The inn is rotten, the inn is full of lies which feed untruths which spit out regrets. Gender stereotypes still rule and hold fast on a society which aches for truth and authenticity.

Trans lives, trans people can show the way.

Trans people let go of binaries to migrate across, sometimes not all the way; the epic truth inherent in the non-binary world is surely the only healthy way forward.

None of us are just one thing or one dimension. There is no such thing as a manly man, or a feminine woman, just notions we ascribe to democratise value.

Tall = expensive, fat = costly

Trans people are not at ‘their’ tipping point, they/we are marking the tipping point of cis society which is almost rotten to the core and failing miserably to mend its own fences and boundaries far too often scent marked with outdated piss.

Non-trans (cis) society can grow up; it desperately needs to, and it can use the purity of the trans experience as a start point, not the destination but a start point.

How?

Firstly by truly embracing the notion that nothing is fixed and that wrongs can be made more right and that a perfect life is a wasted life and that a near perfect life is a pretty splendid thing.

Secondly society can stopping wanting to be in control of others and stop wanting to order others. Even trans people do this sometimes but a vast section of trans folk don’t. If we, for a minute look at some very successful (by your definitions) trans people, say Laverne and Paris then we see two people who support and don’t judge, whom forgive but ask that others learn, whom strive for a better existence for many whilst they could very easily think only of themselves.

They are truly role models.

They are not religious or iconic or emblematic, they are ordinary folk who sought authenticity and did that so brilliantly that they rose up to the top of their professions. Yet they are still fixed firmly to the ground by their own will. They are decent.

Learn from them, I know that daily the trans community does.

So embrace and yet allow the hug to not be controlling.
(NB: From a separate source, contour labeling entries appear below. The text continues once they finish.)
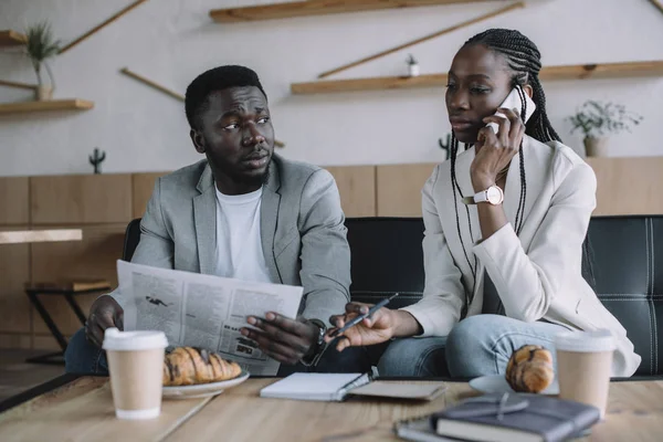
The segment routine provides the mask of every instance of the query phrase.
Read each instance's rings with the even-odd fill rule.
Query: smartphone
[[[526,109],[525,119],[524,119],[524,122],[527,123],[529,117],[532,117],[532,114],[534,114],[534,110],[536,109],[536,105],[534,104],[532,98],[529,98],[529,95],[527,95],[527,93],[525,91],[523,91],[523,95],[525,96],[525,102],[527,103],[527,109]],[[506,107],[507,109],[513,109],[515,107],[516,109],[518,109],[518,112],[523,110],[523,102],[520,101],[520,93],[518,93],[517,87],[514,87],[512,90],[512,92],[509,92],[509,94],[506,96],[504,102],[502,102],[499,107]],[[506,118],[506,115],[504,115],[499,112],[496,112],[495,115]],[[499,128],[497,123],[488,123],[486,126],[492,127],[493,131],[495,134],[497,134],[497,129]]]

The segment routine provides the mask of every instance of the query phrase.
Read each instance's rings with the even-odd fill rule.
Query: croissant
[[[554,379],[552,355],[541,346],[524,345],[506,365],[506,381],[517,392],[541,392]]]
[[[241,371],[236,362],[224,360],[215,352],[194,347],[177,347],[166,354],[164,386],[219,382],[234,379]]]

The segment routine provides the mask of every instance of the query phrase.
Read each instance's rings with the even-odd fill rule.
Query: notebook
[[[261,398],[341,401],[349,390],[370,382],[368,373],[292,373],[260,390]]]
[[[368,373],[293,373],[260,392],[262,398],[343,401],[349,394],[369,398],[433,400],[444,392],[443,382],[424,385],[372,381]]]
[[[558,442],[600,420],[599,409],[543,394],[486,394],[431,415],[445,438],[480,442]]]
[[[430,415],[397,422],[396,435],[412,442],[456,442],[455,439],[443,438],[435,433]]]

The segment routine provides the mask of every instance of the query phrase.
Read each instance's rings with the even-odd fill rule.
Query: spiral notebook
[[[262,398],[343,401],[348,396],[433,400],[446,389],[444,382],[408,383],[373,381],[369,373],[293,373],[260,391]]]
[[[599,409],[540,394],[486,394],[396,424],[399,438],[433,442],[560,442],[586,435]],[[504,407],[502,406],[504,404]]]

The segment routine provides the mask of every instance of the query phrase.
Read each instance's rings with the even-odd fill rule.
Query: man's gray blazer
[[[265,263],[272,281],[303,286],[299,313],[327,325],[350,297],[344,221],[328,171],[273,156],[261,202]],[[215,246],[217,196],[207,160],[157,179],[131,262],[213,274]],[[116,299],[122,305],[122,296]]]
Thirdly let gender go, it really doesn’t help a single soul to become a better, bigger or more decent person. It loads us up with baggage from the minute we are born. If there was no gender would I still have wanted a vagina, yes I imagine I would but would it have been easier to be a girl and then a young woman with a penis yes most definitely.

Gender doesn’t help anyone trans or cis. Children suffer terribly as they struggle to fit. And if you, we, I are honest the fit is pretty dam slim. So let it go, or at least in stages stop ‘genderising’ everything; colours, toys, places, actions, behaviours.
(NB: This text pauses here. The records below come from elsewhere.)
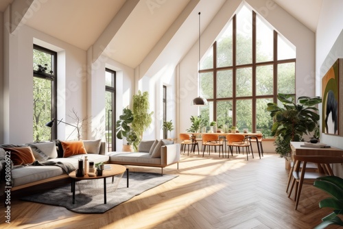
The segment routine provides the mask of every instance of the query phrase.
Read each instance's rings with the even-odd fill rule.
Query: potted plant
[[[290,142],[303,141],[303,136],[309,134],[318,127],[319,114],[316,106],[322,102],[322,99],[301,96],[296,104],[292,95],[279,94],[278,99],[283,106],[269,103],[267,110],[274,121],[272,135],[275,137],[275,150],[288,160],[292,152]]]
[[[102,171],[104,171],[104,162],[95,164],[95,168],[97,169],[97,176],[102,176]]]
[[[163,121],[163,129],[167,131],[170,132],[170,137],[172,138],[172,130],[174,130],[174,125],[173,125],[173,122],[172,120],[169,121]],[[168,136],[168,134],[167,134],[167,136]]]
[[[343,215],[343,179],[335,176],[320,177],[315,180],[314,186],[331,196],[321,200],[319,207],[333,209],[332,213],[322,219],[322,222],[316,228],[326,228],[331,224],[343,226],[343,221],[338,216]]]
[[[133,100],[133,121],[132,130],[137,134],[139,140],[134,141],[133,146],[137,150],[138,145],[143,138],[143,132],[150,125],[152,122],[153,112],[149,112],[149,93],[145,91],[143,93],[138,91],[137,95],[132,97]]]
[[[119,120],[115,124],[117,137],[119,139],[126,138],[127,144],[123,145],[123,151],[133,152],[132,145],[139,138],[136,132],[131,128],[133,121],[133,114],[129,108],[123,109],[123,114],[119,116]]]
[[[210,126],[211,126],[211,132],[213,133],[216,133],[217,132],[217,123],[215,122],[215,121],[212,121],[210,123]]]
[[[191,122],[192,125],[189,129],[186,130],[187,132],[197,133],[201,125],[201,119],[198,116],[191,116]]]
Try it now, switch stuff in your mind, imagine what it’s like growing up as boy when boys are expected to be able to fight, imagine what it’s like growing up as a girl when girls are expected to be caring.

Can’t fight, sissy

Doesn’t care, butch

 

It’s such a tough environment that we have accepted; let’s change it.

So there are three points that you, they, we can do to change things.

But mainly I would ask one thing, if someone tells you they think they are going to transition throw your hands in the air, scream and then dance. Hug them and arrange a party.

Celebrate them and their journey. Give them a card (card designers get working).